I.e. delirium tremens. Cf. id.:
The name which Joe had given to his master's illness was certainly not a false one. He did find Sir Louis "in the horrors." If any father have a son whose besetting sin is a passion for alcohol, let him take his child to the room of a drunkard when possessed by "the horrors." Nothing will cure him if not that.

I will not disgust my reader by attempting to describe the poor wretch in his misery; the sunken, but yet glaring eyes; the emaciated cheeks; the fallen mouth; the parched, sore lips; the face, now dry and hot, and then suddenly clammy with drops of perspiration; the shaking hand, and all but palsied limbs; and worse than this, the fearful mental efforts, and the struggles for drink;—struggles to which it is often necessary to give way.
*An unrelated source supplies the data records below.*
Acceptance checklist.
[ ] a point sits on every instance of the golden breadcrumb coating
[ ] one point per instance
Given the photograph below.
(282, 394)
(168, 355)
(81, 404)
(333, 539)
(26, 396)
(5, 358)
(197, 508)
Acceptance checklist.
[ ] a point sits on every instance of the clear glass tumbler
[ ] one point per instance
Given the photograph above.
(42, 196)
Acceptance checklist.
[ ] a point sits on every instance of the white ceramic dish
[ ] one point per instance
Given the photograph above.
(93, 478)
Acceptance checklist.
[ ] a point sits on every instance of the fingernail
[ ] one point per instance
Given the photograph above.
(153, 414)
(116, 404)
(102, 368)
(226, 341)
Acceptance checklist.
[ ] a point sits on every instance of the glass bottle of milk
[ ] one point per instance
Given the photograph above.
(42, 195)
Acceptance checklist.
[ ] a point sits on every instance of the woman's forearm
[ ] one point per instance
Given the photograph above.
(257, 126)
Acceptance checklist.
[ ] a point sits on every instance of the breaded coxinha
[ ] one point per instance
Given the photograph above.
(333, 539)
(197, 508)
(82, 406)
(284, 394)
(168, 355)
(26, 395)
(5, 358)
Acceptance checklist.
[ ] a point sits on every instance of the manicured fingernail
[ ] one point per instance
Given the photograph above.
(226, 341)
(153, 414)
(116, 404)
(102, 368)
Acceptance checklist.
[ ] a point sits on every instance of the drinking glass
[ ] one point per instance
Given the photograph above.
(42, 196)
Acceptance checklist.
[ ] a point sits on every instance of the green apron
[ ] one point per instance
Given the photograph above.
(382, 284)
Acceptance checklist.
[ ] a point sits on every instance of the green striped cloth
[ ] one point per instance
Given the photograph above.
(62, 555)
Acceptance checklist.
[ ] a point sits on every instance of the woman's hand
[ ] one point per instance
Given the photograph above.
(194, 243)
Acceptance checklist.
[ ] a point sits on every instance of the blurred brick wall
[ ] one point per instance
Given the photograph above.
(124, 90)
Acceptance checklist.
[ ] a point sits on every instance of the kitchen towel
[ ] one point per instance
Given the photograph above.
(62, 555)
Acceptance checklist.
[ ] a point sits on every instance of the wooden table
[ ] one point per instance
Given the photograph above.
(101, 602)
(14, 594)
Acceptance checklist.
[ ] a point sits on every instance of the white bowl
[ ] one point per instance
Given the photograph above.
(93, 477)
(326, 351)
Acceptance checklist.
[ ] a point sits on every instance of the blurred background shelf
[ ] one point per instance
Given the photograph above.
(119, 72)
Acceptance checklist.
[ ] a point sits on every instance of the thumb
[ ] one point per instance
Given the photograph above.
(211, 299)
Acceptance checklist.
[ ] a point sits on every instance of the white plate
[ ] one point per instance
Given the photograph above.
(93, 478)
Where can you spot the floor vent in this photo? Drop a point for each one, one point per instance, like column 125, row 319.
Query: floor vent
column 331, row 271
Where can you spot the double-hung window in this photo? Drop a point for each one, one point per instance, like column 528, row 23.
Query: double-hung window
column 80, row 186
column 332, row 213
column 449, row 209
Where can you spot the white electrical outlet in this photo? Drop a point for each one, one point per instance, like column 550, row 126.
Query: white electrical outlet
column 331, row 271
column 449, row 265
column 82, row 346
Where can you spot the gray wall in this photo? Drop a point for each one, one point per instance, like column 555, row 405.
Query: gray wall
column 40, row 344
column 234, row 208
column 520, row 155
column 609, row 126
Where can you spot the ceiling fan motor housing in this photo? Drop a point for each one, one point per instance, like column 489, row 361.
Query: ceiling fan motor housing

The last paragraph quoted is a good example of the rhetorical device known as praeteritio, defined by Heinrich Lausberg, Handbook of Literary Rhetoric, Eng. tr. (Leiden: Brill, 1998), §§ 882-886 (pp. 393-394), as "the announcement of the intention to leave certain things out." The intention is ironic, because by alluding to and enumerating the things to be passed over, the speaker or writer actually draws attention to them.